Here are some of the questions readers sent me in celebration of this blog’s 10-year anniversary. I have edited, combined, and otherwise adapted some of them but hopefully there are answers here for those of you who were kind enough to inquire.
What are the highlights of your career related to doubling thus far?
Hello, I was wondering about how feel about what you play as a woodwind doubler vs as a single instrumentalist. Do you feel like you’re still able to connect musically with things like pit orchestra as opposed to solo repertoire? Or what other options are there for woodwind doublers to express themselves?
I’m not a Broadway pit orchestra doubler, or a Los Angeles studio doubler, or even working in a medium-sized market. When the opportunities have arisen I’ve done the usual journeyman doubling work: playing local musical theater, regional orchestras and chamber groups and big bands, church gigs, and rock and blues bands. I enjoy all of these, and in particular I enjoy the variety in my performing career.
For me the biggest highlights have been connected to my academic career. This includes my attempts at bringing doubling to the recital hall, doing recitals (on my own college campus and others) of concert repertoire on multiple instruments. It also includes my teaching of multiple instruments in a studio setting, as well as woodwind methods courses, plus the textbook I wrote. This blog has been a highlight, too, that has put me in touch with woodwind doublers around the world, including some of my heroes.
How does someone with a full time job, kids, etc. who does doubling as a hobby effectively split practice time among all of their instruments? I’m usually able to practice 1 hour per day. Should I split my session among instruments, or focus on one a day? What’s a good rotation? Any tips or tricks are appreciated!
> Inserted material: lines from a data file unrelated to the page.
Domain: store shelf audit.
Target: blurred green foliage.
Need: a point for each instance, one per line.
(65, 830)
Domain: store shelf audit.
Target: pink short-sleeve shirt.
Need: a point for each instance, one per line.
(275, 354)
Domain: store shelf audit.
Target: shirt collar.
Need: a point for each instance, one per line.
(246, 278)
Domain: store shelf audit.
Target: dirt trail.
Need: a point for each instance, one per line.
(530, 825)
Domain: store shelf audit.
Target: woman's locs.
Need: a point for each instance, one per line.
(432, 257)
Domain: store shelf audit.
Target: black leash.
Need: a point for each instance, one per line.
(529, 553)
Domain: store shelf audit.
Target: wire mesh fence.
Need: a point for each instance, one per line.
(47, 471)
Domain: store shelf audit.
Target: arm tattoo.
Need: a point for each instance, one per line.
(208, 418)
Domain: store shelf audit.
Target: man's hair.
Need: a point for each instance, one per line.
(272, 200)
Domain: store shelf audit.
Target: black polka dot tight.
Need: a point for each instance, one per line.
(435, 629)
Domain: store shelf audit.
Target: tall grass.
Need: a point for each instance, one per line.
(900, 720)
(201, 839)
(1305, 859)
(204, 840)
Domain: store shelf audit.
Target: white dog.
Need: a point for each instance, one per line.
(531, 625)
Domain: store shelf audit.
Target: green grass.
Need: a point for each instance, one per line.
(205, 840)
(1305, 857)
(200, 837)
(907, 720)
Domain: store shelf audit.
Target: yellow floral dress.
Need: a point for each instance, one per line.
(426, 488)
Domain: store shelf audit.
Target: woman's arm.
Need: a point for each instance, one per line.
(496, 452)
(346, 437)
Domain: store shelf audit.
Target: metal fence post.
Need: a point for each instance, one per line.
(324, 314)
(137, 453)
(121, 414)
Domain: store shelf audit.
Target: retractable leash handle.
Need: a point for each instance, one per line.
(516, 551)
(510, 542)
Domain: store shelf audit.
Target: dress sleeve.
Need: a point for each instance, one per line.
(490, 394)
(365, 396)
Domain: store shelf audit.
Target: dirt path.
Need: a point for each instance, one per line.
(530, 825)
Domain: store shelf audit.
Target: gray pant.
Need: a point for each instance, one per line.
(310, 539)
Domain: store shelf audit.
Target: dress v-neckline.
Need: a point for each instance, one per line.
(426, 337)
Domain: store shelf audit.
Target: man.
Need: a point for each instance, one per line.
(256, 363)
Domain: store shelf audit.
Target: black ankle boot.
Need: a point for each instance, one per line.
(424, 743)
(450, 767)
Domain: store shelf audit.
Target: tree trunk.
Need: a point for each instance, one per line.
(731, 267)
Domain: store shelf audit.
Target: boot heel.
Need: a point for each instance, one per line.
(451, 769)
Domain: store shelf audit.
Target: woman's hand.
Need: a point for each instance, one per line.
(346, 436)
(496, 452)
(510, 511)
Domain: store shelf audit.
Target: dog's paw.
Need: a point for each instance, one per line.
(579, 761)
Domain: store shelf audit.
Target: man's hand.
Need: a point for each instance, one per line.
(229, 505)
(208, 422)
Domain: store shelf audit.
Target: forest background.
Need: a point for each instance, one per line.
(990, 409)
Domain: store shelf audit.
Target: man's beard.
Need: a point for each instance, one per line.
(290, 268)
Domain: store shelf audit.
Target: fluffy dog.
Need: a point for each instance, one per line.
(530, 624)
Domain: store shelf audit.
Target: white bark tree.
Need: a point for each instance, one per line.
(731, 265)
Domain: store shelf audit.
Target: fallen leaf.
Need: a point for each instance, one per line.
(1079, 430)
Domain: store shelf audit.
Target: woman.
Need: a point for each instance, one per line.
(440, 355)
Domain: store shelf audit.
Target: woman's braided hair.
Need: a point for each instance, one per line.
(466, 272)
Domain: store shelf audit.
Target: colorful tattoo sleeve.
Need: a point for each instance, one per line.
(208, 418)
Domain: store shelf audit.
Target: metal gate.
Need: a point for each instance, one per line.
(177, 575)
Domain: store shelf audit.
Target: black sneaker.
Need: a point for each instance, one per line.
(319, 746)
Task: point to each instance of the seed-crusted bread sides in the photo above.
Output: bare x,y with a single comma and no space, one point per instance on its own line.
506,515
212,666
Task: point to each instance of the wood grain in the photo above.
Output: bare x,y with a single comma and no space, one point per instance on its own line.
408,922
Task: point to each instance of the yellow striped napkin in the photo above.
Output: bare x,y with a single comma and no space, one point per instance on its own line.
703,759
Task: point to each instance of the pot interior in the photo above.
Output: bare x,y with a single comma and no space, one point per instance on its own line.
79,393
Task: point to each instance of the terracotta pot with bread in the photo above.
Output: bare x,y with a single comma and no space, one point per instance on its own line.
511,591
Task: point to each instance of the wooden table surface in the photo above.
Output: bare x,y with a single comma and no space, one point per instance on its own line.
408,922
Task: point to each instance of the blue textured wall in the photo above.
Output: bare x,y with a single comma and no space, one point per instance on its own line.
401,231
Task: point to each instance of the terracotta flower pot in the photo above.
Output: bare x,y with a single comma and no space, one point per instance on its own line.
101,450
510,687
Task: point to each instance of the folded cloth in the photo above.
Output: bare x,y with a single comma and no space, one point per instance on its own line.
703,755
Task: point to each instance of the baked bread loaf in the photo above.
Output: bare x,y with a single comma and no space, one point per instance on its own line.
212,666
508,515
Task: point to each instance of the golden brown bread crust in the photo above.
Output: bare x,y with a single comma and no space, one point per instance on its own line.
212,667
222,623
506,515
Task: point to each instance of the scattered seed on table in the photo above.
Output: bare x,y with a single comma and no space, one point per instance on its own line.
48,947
There’s never enough time in a day for a woodwind doubler. The answers to your questions will probably depend on you: what are your goals? do you want to play all your instruments equally, or do you want to have a “primary” instrument? are you practicing for specific performances or with specific goals in mind, or are you just trying to maintain and develop your skills in a general way? I think the answers to these questions will help clarify for you how you should be allocating your time.
For me personally, an hour is just enough to feel like I’m making some amount of progress on a single instrument, so I suppose if I were in your situation I would mostly practice one instrument per day. Your results may vary. If you’re practicing for general skill development, I do think some kind of pre-planned rotation is valuable, though I don’t think the specifics are important. For me, just having some kind of purposeful rotation makes sure I don’t fall into a rut of, say, grabbing my flute every time because it’s easier than getting a reed wet.
Thanks for your questions! It’s extra special to me to hear from fellow woodwind doublers.